As the next track starts playing, we still find ourselves in the forest. The only difference is that night is falling. An Evening’s Caress drives away the fear of darkness. It is a lovely place to meditate and find inner peace. Nothing Is Really Lost is about healing waters. It is very close, as if we are right by a small river – and its sound is the lead instrument. Both the flute and the piano merely fill in here and there. It is truly fascinating.
One of the best pieces on the album is Forest Light. The harp imitates the gentle movement of the tree branches, while the flute and vocalization are the wind. Inside the forest, a low and comforting light gives the place a magical atmosphere. It is a place to thrive and grow, completely shielded from the world. The slow melody is almost hypnotic. Graceful Waters has a cleansing sound, as tiny waves splash in this masterfully drawn audio tableau. It is exactly six minutes long, but time seems to fly while listening. An Endless Summer’s Evening has the same wonderful meditative effect.
By The Water’s Edge concludes the album. It is a nice round-off, as the pads are a bit sharper – a Rhodes piano perhaps. The melody has a touch of melancholy, which is fitting since this is a farewell to this healing and magical place. Luckily, this piece of heaven on earth can be brought to life again anytime you want. Just hit the play button.
In conclusion: Listening to Paul Adams and Elizabeth Geyer’s Sanctuary for the first time is a multi-dimensional experience! The first you will notice is the easygoing atmosphere, light melodies, and tasteful arrangements. Then you will discover that there is more to be found here, much more. Before your inner eye the sanctuary takes shape and the different locations – especially the forest, the fields, and the water’s edge, plus the shift from day to night, and then a new day – become a breathing and living place that you can revisit again and again, wherever you are. That to me is something quite extraordinary! Like Paul Horn’s Inside the Taj Mahal (1968) or Dean and Dudley Monet’s Garden (2021), it becomes a place to explore, discover and grow. It is much more than an album, really.
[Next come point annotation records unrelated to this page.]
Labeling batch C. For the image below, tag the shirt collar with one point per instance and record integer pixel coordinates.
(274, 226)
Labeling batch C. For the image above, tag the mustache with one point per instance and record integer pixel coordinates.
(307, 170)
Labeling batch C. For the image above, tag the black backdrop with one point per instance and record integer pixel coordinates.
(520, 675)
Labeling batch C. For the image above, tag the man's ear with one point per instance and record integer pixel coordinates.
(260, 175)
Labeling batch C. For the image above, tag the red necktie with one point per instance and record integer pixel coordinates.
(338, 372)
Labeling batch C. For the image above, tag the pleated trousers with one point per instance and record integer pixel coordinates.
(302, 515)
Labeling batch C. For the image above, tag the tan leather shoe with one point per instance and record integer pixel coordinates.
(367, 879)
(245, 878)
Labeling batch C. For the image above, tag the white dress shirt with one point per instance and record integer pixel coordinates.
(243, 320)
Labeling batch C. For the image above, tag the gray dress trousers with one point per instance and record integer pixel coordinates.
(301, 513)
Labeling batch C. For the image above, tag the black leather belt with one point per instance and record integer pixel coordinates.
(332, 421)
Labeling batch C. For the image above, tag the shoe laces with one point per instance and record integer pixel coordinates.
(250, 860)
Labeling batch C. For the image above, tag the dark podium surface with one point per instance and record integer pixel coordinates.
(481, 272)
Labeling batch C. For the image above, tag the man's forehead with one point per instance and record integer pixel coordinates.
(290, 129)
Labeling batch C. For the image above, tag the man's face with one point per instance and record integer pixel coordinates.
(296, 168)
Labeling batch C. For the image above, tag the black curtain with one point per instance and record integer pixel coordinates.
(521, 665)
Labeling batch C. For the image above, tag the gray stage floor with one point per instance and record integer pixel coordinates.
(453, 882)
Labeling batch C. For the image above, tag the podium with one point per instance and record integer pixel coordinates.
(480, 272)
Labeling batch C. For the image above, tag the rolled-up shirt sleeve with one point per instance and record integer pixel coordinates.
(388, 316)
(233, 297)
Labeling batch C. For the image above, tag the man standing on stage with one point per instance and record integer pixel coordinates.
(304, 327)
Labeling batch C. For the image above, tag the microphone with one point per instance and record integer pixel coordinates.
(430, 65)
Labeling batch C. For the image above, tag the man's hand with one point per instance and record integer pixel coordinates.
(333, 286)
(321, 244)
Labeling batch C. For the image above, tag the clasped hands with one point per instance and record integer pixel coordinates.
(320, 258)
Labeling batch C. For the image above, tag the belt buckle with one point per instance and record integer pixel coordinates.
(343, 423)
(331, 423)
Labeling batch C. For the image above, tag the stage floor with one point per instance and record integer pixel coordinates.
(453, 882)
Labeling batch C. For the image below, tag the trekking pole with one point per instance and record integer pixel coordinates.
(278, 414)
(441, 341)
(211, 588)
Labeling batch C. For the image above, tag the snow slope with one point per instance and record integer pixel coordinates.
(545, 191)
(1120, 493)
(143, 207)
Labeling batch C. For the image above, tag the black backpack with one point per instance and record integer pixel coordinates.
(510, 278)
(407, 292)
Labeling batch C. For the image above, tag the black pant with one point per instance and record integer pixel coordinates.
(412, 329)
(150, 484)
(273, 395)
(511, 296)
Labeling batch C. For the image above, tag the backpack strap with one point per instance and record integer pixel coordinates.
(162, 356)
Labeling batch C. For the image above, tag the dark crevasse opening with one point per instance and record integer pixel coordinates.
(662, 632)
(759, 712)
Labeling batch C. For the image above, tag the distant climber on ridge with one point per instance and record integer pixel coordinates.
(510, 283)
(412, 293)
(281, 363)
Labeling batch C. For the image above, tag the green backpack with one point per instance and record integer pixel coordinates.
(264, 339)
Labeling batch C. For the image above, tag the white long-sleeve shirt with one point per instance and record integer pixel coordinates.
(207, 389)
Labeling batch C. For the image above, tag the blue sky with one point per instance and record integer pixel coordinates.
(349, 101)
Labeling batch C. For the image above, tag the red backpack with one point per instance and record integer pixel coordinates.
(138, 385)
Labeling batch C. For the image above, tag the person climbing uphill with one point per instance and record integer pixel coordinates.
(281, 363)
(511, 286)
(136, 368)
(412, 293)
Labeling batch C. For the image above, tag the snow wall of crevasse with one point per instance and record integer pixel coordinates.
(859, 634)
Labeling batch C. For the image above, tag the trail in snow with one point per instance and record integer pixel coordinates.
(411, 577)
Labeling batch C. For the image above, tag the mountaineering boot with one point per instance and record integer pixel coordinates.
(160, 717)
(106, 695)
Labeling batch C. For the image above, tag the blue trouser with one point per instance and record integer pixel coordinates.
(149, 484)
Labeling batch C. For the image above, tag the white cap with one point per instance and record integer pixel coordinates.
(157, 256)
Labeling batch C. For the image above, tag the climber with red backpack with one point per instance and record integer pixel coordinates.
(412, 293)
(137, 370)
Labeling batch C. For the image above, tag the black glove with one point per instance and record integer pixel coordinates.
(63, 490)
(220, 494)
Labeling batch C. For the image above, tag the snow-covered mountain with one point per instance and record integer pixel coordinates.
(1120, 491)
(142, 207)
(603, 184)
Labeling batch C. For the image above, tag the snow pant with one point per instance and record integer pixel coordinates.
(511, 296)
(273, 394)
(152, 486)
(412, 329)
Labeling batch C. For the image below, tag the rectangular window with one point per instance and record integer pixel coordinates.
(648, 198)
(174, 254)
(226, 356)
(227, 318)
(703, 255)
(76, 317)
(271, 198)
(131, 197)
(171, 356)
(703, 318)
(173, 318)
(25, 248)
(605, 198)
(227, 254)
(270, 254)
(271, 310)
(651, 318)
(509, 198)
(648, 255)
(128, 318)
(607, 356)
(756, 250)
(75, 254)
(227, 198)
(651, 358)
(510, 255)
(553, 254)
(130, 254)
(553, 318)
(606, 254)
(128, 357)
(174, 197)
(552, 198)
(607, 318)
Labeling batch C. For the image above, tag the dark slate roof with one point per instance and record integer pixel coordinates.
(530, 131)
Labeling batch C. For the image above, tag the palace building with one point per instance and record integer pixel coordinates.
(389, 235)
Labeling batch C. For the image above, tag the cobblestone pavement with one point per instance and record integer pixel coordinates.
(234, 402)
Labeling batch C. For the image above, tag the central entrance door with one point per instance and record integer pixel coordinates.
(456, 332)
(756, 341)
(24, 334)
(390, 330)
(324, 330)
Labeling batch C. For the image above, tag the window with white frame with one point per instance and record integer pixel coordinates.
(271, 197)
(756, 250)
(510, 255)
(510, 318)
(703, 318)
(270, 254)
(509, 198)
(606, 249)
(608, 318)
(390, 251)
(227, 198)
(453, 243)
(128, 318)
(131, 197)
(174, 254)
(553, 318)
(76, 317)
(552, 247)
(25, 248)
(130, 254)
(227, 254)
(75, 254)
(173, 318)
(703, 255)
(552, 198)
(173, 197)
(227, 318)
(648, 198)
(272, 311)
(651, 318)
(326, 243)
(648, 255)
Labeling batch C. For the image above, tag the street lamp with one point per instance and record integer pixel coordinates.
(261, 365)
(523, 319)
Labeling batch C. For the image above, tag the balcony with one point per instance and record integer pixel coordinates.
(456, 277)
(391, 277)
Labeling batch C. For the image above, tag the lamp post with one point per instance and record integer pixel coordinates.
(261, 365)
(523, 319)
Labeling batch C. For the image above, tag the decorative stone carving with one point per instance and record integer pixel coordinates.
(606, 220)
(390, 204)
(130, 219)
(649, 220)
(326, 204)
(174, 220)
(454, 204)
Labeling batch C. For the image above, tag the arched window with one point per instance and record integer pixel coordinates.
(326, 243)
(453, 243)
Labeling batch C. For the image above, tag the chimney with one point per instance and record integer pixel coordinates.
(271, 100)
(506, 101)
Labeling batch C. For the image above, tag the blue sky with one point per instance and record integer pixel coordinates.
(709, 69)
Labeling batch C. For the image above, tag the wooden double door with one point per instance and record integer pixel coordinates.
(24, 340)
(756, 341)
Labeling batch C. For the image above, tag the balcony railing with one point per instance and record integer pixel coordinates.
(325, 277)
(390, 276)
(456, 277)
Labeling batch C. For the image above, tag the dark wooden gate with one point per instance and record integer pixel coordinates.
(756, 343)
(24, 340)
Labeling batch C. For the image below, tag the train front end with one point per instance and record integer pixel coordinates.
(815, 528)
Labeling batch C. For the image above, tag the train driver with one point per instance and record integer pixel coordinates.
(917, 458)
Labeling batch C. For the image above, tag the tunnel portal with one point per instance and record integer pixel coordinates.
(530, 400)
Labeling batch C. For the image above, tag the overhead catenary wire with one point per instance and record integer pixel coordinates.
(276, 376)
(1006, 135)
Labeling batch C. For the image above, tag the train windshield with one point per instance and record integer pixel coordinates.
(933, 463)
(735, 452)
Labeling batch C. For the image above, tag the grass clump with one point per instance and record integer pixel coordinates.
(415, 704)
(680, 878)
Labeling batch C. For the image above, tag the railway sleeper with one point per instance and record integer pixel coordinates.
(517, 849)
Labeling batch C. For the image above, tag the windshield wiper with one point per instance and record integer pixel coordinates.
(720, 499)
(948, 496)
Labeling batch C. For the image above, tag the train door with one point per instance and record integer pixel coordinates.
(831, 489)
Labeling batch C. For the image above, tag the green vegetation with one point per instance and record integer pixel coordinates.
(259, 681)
There is another quality I would like to mention too. I know many find meditation albums too spacey and “a million miles out there” while listening to Sanctuary, on the other hand, is as easy as opening the front door and walking out into a summer’s day. Its unpretentious sound gives it high appeal, far outside the New Age music realm. Sanctuary makes it easy to escape from the troubles of everyday life and simply be. Anyone who is into mindfulness should check it out.
Listening to the album I was reminded of a Rumi quote: “Remember, the entrance door to the sanctuary is inside you.”